Anybody from PA - did you guys get your FE results yet??


----------



## John QPE (Jun 6, 2013)

they have not started issuing numbers yet


----------



## Hott (Jun 6, 2013)

John Q, so you're saying they haven't started uploading on http://www.licensepa.state.pa.us/Search.aspx yet?

Let's wait together then..


----------



## dipper (Jun 6, 2013)

Passed!! MD April 2013


----------



## John QPE (Jun 6, 2013)

they just started ... wildcard ET0185*


----------



## Hott (Jun 6, 2013)

what does it mean??


----------



## John QPE (Jun 6, 2013)

They just added the last 2, but it looks like Louie is an older one....from OR


----------



## John QPE (Jun 6, 2013)

Hott said:


> what does it mean??


enter that in the license number .... you can see the numbers increase


----------



## Hott (Jun 6, 2013)

So does it mean that if I'm not among these search results for ET0185* than I'm out? Cause my last name is "H"


----------



## Hott (Jun 6, 2013)

John Q said:


> They just added the last 2, but it looks like Louie is an older one....from OR


Ok.. I think I see what you mean now but OR released there results on May 19th... not sure what the relation here....


----------



## John QPE (Jun 6, 2013)

Nah...these look like peeps who just moved here or something. ET018552 was the last one ... they've only added 3 so far


----------



## Hott (Jun 6, 2013)

Well there are 3 people from PA with license issue date of 5/15/2013!! Last one is with last name Interval, which means I'm out....


----------



## Hott (Jun 6, 2013)

I'm pretty sure I failed.. My name is not on there is it's way past "H"....


----------



## John QPE (Jun 6, 2013)

There are only about 15 new names in there .... some of which have an issue date before 5/17/2013 .... there has to be something else going on right now. More than 15 people in the whole state passed


----------



## Hott (Jun 6, 2013)

I noticed that but I won't be surprised..


----------



## Weavs33 (Jun 6, 2013)

those could also be people who took it their Junior year of college and it is just getting issued once they graduate. That happened to me, took it in 2006 but wasn't issued till May of 2007.


----------



## Hott (Jun 6, 2013)

I just called PCS and was told they don't know when results are gonna be out.. wtf? How about these 15 ppl?


----------



## John QPE (Jun 6, 2013)

Weavs33 said:


> those could also be people who took it their Junior year of college and it is just getting issued once they graduate. That happened to me, took it in 2006 but wasn't issued till May of 2007.

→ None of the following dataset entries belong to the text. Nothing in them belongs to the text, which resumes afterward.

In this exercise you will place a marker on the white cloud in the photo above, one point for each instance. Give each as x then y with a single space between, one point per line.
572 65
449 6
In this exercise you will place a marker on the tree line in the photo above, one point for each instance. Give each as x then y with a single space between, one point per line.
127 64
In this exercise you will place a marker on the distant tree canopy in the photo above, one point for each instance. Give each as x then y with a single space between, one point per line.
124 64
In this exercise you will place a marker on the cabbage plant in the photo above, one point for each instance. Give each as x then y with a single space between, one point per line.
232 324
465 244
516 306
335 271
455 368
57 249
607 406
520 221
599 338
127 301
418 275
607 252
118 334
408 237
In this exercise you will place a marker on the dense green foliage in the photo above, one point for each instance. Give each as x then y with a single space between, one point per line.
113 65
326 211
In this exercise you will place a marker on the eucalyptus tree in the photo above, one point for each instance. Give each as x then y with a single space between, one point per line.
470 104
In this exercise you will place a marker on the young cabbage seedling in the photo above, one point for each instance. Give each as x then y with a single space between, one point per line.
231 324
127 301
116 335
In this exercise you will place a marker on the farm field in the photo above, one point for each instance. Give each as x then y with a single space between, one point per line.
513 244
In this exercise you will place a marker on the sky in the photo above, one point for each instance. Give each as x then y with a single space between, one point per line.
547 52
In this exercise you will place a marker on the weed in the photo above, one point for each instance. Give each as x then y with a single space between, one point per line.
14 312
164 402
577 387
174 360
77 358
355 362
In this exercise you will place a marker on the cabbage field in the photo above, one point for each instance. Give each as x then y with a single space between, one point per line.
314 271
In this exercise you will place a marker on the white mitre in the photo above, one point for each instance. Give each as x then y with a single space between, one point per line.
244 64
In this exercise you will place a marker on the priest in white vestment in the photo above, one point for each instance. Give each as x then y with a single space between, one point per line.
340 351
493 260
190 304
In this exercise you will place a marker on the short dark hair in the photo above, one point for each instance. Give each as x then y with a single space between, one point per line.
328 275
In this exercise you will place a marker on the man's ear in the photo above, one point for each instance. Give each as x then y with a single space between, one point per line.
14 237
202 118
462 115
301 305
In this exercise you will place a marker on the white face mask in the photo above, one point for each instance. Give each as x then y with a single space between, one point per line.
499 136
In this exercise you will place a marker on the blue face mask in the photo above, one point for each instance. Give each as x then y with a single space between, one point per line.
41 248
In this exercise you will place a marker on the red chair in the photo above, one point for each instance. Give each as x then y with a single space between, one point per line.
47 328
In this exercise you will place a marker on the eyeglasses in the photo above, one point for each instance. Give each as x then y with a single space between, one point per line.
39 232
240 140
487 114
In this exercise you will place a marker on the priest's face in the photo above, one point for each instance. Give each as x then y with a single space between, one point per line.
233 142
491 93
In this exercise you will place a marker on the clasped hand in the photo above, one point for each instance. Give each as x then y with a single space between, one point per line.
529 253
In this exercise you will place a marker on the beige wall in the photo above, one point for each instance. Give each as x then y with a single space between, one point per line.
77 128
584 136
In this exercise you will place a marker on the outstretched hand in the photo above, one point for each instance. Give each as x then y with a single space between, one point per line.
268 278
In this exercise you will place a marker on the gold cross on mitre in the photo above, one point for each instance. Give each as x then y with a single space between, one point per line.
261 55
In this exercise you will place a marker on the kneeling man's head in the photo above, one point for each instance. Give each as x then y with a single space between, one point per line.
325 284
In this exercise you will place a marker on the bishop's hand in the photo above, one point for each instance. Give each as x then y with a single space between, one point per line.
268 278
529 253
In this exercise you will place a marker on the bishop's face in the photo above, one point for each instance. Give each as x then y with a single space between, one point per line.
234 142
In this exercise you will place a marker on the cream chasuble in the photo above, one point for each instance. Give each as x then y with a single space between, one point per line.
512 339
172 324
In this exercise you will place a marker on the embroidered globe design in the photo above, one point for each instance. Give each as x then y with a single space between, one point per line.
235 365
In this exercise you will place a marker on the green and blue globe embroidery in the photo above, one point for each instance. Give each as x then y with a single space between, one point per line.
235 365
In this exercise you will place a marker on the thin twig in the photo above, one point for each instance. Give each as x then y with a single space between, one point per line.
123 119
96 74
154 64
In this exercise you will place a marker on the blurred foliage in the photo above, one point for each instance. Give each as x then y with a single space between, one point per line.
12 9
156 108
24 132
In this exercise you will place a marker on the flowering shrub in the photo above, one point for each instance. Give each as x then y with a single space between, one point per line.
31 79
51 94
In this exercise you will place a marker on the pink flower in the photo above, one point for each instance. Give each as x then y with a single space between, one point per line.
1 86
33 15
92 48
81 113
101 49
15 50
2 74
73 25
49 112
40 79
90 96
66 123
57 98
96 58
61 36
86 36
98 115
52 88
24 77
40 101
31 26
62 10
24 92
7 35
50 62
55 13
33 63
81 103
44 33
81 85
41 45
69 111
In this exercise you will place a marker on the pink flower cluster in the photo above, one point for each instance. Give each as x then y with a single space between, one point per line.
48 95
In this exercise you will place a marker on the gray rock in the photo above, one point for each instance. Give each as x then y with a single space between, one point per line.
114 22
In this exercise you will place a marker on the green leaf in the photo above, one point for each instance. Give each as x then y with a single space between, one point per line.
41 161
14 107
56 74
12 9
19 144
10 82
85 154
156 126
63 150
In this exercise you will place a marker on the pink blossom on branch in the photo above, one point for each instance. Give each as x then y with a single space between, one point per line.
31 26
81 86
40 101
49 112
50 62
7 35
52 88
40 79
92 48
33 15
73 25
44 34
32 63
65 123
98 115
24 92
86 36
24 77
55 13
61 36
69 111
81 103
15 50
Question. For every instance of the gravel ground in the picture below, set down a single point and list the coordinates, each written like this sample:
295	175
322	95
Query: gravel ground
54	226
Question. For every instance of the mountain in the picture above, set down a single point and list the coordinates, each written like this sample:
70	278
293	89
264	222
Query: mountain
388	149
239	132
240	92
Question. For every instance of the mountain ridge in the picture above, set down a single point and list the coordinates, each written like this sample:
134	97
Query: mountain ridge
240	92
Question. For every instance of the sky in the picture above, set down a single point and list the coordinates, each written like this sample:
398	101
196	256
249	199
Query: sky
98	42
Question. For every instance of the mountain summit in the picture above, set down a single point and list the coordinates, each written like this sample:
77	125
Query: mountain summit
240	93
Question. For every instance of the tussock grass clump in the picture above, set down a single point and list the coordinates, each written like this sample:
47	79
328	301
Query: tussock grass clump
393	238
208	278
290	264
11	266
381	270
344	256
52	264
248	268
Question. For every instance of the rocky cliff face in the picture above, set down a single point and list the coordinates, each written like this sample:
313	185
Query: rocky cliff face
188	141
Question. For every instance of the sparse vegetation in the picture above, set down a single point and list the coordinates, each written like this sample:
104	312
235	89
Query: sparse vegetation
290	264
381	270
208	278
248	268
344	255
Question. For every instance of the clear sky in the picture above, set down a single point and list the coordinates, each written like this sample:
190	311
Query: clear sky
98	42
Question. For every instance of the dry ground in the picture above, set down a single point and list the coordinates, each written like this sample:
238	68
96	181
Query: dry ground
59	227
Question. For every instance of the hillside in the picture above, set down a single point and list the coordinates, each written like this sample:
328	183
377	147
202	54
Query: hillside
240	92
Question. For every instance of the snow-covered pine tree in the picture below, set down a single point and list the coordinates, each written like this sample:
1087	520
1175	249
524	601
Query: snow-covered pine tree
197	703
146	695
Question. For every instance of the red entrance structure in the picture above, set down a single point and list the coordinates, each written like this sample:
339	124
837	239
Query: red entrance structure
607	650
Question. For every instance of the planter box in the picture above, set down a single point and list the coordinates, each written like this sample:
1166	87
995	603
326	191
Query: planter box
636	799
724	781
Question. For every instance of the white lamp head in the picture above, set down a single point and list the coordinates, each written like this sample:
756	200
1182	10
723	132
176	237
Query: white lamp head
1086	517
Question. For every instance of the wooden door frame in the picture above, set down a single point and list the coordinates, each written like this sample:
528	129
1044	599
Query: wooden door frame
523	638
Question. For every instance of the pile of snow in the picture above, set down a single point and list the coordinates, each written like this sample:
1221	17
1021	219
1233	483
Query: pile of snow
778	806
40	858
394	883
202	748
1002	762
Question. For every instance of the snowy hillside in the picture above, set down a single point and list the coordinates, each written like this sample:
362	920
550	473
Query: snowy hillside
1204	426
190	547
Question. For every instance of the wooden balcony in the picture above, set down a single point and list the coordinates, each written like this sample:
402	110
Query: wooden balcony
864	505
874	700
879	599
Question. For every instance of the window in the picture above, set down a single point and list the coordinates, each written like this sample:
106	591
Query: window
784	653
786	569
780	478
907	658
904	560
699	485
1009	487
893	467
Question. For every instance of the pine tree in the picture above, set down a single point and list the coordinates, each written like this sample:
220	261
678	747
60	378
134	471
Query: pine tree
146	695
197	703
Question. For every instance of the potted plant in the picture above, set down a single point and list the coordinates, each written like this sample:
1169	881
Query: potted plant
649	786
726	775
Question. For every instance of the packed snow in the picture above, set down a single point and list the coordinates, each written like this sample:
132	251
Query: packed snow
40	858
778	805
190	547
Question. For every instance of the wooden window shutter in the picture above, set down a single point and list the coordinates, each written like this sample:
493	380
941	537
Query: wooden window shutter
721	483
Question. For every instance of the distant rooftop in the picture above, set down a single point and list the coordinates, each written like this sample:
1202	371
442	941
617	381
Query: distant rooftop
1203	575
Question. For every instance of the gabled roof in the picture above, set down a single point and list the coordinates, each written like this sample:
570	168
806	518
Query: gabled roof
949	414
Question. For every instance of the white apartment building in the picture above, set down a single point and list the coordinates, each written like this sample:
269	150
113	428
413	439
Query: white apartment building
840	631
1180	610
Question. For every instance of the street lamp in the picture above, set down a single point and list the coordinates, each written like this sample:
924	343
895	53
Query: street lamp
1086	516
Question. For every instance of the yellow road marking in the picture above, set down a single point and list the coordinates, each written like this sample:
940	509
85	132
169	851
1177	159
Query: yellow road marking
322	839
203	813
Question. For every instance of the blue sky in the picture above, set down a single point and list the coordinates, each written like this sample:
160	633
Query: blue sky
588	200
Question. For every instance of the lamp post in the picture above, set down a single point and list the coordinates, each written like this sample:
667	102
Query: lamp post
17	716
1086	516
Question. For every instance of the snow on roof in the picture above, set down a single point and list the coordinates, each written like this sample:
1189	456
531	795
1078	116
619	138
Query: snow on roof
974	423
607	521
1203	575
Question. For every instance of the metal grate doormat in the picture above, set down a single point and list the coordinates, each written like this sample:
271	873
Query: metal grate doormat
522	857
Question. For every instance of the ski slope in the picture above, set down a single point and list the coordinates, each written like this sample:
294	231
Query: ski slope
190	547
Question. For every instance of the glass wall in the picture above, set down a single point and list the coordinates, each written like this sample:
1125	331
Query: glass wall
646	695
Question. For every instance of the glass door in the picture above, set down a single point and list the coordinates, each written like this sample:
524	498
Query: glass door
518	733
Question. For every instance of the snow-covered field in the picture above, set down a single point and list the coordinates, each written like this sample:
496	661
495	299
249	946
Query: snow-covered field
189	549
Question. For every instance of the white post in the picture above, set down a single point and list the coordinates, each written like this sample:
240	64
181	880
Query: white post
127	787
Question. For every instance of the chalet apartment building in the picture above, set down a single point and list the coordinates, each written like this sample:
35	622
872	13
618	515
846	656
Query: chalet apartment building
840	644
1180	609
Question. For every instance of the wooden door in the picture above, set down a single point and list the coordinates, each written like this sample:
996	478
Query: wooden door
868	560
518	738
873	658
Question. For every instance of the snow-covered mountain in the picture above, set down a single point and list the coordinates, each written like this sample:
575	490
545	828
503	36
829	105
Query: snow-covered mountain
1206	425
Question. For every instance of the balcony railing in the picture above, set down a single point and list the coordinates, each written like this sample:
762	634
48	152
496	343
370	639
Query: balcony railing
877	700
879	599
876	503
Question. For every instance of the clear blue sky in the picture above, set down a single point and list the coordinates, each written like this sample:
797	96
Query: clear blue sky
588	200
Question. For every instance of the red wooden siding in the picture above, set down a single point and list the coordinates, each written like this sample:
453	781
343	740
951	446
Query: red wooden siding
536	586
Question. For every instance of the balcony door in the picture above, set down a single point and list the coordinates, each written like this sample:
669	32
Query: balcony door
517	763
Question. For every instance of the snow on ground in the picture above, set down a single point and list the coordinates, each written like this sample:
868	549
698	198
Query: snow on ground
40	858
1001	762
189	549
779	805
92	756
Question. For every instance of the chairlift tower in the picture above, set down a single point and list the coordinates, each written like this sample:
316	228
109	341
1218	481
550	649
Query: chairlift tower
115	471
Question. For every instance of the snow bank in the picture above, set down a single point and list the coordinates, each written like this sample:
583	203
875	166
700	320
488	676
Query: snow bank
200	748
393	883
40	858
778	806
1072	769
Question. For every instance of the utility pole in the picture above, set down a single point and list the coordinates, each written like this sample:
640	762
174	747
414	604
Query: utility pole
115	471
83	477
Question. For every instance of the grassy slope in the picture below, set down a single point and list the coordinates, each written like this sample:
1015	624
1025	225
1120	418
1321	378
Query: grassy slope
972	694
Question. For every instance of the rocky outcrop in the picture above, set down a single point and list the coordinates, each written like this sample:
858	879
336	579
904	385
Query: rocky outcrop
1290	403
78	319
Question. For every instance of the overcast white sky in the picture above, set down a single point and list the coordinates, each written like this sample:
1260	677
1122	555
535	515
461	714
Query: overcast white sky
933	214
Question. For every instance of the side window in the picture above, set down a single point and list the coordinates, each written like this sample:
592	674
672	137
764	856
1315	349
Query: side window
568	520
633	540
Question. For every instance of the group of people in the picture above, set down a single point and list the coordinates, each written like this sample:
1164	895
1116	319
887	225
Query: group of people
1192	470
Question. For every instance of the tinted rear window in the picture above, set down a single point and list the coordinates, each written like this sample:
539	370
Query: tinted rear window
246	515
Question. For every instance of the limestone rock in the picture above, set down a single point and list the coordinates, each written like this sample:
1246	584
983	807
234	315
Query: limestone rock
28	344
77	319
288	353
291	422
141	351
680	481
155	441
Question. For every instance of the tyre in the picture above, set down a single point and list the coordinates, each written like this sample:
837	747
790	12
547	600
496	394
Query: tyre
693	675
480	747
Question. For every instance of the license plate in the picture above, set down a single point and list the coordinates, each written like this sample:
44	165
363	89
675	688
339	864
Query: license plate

Bingo....gotta be that .... there were only about 15 of them, then they stopped updating.


----------



## Hott (Jun 6, 2013)

I'm not a student but doesn't it feel like a weird thing ? When do they normally graduate?


----------



## Weavs33 (Jun 7, 2013)

I graduated in May 2007. The requirements for the EIT are to pass the exam and graduate from an ABET school. So, in my case, the school makes you take the exam in you junior year and offers review classes and all that stuff, so you find out you passed the summer after junior year, so technically you are in the system, but can not officially be listed on the site til you graduate. I would imagine those 15 or so people took the test last year but had to wait until they graduated.


----------



## Hott (Jun 7, 2013)

Wow.. I had no idea! I was extremely freaky to see only 15 ppl be posted..


----------



## Weavs33 (Jun 7, 2013)

i wouldn't worry, some people here at work took it and haven't heard either way, the last exam results came out after the PE results, so you should be hearing in the next couple days. good luck


----------



## Hott (Jun 7, 2013)

Thank you!! :waitwall:


----------



## Hott (Jun 7, 2013)

For those who is waiting on FE results in PA - just got an email from PA coordinator more-less saying don't hold your breath, most likely beginning of the next week...

Awesome news...


----------



## iwire (Jun 12, 2013)

Glad I took my FE last year in MD instead of PA...what a headache! I would rather pay the extra for hotel room and driving to MD to take the damn test instead dealing with PA


----------



## John QPE (Jun 12, 2013)

STILL WAITING


----------



## Hott (Jun 12, 2013)

I'm about to throw a towel.. the whole thing is ridiculous!


----------



## Judowolf PE (Jun 12, 2013)

Don't give up...it should be soon! I can't believe the FE results are past the PE results, pretty ridiculous is right


----------